Margot, of course, doesn't know Robert at all, any more than he knows her. The story ends with a gut-punch twist that leaves no one looking good.

The viral reaction to Cat Person has, predictably, split along gender lines. Many women have reacted on social media with another round of "me too" -- at some point in our lives, many of us have been Margot. Some male commenters, on the other hand, have interpreted the story as an attack on men, defending Robert and slut-shaming Margot.

Perhaps the most interesting part of the response is how many people comment about Margot and Robert as if they were real people, rather than fictional characters. Many posters called Cat Person an "article" or "essay," rather than a short story.
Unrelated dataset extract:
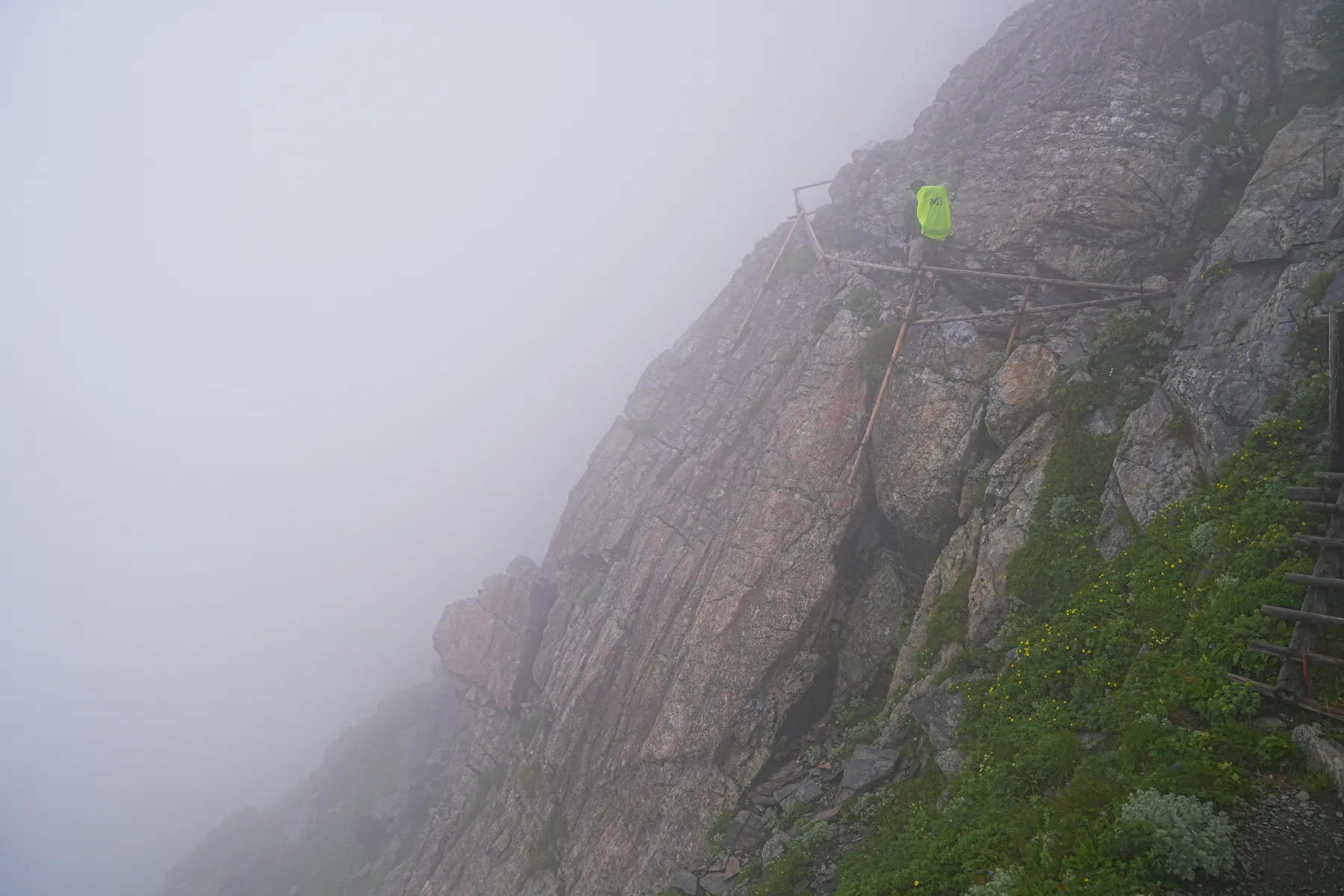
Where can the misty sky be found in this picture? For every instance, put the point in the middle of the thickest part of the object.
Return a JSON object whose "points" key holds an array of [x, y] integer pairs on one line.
{"points": [[311, 314]]}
In the Twitter thread

@MenCatPerson, one man wrote, "I was really bothered for and by Robert. ... he was ultimately the victim." Dude, he's not real.

Media outlets have pounced on Cat Person as well. The BBC website posted a version retelling the story (pretty badly) from Robert's point of view. No author is credited with it, and whoever wrote it should not hold his breath for a million-dollar book deal. The National Review published an unintentionally hilarious, mansplaining column, "Dear Cat-Person Girl," by Kyle Smith, who does sound like Robert, or maybe Robert's preachy brother.
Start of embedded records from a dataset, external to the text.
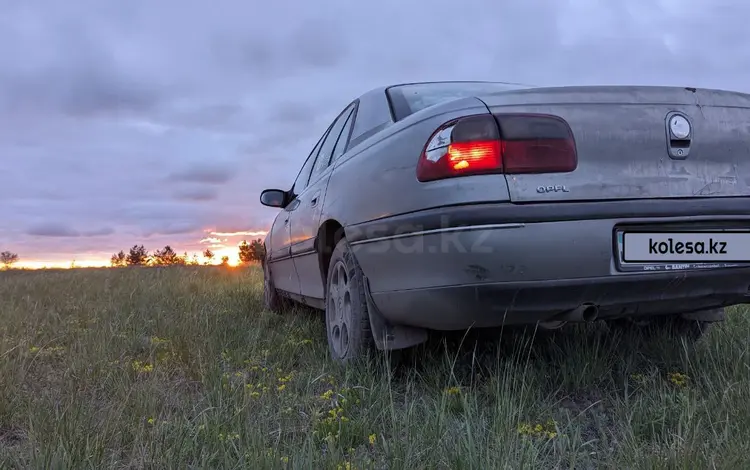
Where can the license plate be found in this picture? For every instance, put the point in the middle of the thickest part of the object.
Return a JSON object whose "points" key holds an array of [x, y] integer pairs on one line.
{"points": [[673, 250]]}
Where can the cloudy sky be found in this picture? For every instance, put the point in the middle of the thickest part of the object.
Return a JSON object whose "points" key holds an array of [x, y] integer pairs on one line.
{"points": [[159, 122]]}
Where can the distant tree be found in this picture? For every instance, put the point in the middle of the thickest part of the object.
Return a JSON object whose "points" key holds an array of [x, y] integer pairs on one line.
{"points": [[258, 250], [246, 253], [165, 257], [253, 251], [7, 259], [118, 260], [137, 256]]}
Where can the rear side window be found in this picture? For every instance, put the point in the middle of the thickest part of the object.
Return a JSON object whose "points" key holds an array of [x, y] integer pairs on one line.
{"points": [[326, 150], [408, 99]]}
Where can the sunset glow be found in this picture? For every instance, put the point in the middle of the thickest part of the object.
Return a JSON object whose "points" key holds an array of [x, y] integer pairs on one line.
{"points": [[220, 243]]}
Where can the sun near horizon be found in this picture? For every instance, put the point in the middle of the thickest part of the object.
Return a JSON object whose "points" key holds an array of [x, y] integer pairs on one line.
{"points": [[220, 243]]}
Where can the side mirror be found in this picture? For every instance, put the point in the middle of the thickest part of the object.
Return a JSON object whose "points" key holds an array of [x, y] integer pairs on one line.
{"points": [[273, 198]]}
Even the photograph that illustrates Cat Person in the magazine, an extreme closeup of a misaligned kiss by photographer Elinor Carucci, has roused enough discussion for the New Yorker to post an interview with her about the shot.

The confusion about the story's "reality" is born in part of Roupenian's skill in creating such believable characters. But it's also, ironically, of a piece with a phenomenon the story explores: how we construct identities for ourselves in the digital realm that might not have much to do with our real lives. The line between fictional and real people is getting blurred, and not just in Cat Person.

During that disastrous sexual encounter, Margot is dismayed to find herself feeling like "a prop for the movie that was playing in his head."

But her version of Robert is equally unreal. After she drops him, "she'd realize that it was Robert she missed, not the real Robert but the Robert she'd imagined on the other end of all those text messages."

Of course, human beings have always constructed favorable versions of themselves to attract partners. And none of us ever truly knows what's inside anyone else's head; it's one of the running jokes of the human condition.

But for Margot and Robert all those clever texts that seem to bring them close have created distance instead, a distance they can't cross to talk about their real desires, their real selves. Maybe that fictional divide, and all the viral chatter it's provoked, might lead to real conversations.